Langkah Selanjutnya dalam Sidang
Sebelum sidang ditutup, Hakim Konstitusi Daniel Yusmic P. Foekh memberikan penjelasan bahwa pemohon harus memperkuat dasar argumentasi dalam gugatannya. “Pemaknaan yang diajukan harus didukung oleh teori, asas hukum, serta putusan pengadilan yang relevan, agar ada korelasi antara alasan-alasan permohonan dan hal-hal yang diminta diputuskan,” kata Daniel.

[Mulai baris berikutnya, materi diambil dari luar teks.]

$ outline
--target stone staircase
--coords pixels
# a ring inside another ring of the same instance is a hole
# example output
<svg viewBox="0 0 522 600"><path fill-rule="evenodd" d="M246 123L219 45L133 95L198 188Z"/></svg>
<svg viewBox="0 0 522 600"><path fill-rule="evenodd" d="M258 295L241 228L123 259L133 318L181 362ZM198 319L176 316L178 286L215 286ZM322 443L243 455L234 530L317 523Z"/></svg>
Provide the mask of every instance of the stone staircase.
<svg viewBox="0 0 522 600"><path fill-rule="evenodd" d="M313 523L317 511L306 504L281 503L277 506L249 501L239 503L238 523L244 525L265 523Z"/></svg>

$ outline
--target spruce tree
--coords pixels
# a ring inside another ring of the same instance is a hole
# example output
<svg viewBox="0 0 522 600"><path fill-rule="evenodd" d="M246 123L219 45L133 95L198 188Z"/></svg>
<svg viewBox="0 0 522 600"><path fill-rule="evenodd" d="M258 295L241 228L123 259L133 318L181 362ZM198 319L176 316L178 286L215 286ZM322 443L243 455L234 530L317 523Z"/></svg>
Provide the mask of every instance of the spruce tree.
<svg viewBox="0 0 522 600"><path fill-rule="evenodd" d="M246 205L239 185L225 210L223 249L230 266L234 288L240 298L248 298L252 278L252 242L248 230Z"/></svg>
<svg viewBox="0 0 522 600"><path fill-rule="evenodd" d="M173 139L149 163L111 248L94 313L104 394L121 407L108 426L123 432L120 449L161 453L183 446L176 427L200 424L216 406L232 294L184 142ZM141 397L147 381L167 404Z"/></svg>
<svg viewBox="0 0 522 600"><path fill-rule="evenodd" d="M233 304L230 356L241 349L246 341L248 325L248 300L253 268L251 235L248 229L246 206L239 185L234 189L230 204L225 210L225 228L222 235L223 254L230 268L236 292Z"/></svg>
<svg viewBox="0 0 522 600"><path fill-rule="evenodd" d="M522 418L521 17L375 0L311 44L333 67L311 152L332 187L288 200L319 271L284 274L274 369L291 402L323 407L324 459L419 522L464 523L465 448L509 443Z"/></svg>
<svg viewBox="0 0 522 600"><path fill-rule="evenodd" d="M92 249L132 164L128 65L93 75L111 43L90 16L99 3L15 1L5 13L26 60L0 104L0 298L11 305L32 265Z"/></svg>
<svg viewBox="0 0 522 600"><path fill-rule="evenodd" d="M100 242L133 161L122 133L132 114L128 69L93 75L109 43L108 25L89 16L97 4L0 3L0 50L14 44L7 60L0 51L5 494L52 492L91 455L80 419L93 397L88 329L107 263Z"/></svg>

Ini menjadi arahan penting bagi Moratua untuk menyempurnakan gugatan sebelum melangkah ke tahap berikutnya.
Moratua memperoleh waktu 14 hari untuk menambahkan data atau referensi hukum yang lebih kuat. Selama periode ini, ia berharap dapat menggali lebih dalam mengenai bagaimana pasal ini berdampak pada masyarakat dan membandingkan dengan praktik hukum di negara-negara lain yang lebih modern. “Kita harus membuktikan bahwa aturan ini tidak hanya menetapkan peran, tetapi juga mengakar pada struktur sosial yang masih kaku,” jelas Moratua.
Langkah ini diharapkan dapat memicu perubahan dalam UU Perkawinan, sehingga mengakomodasi persamaan hak dan tanggung jawab antara suami dan istri. Dengan gugatan ini, Moratua tidak hanya memperjuangkan keadilan bagi pasangan, tetapi juga memperkuat konstitusi sebagai bentuk perlindungan untuk semua warga negara. “MK memiliki peran penting untuk merevisi aturan yang sudah tidak relevan lagi dengan tuntutan zaman sekarang,” pungkasnya.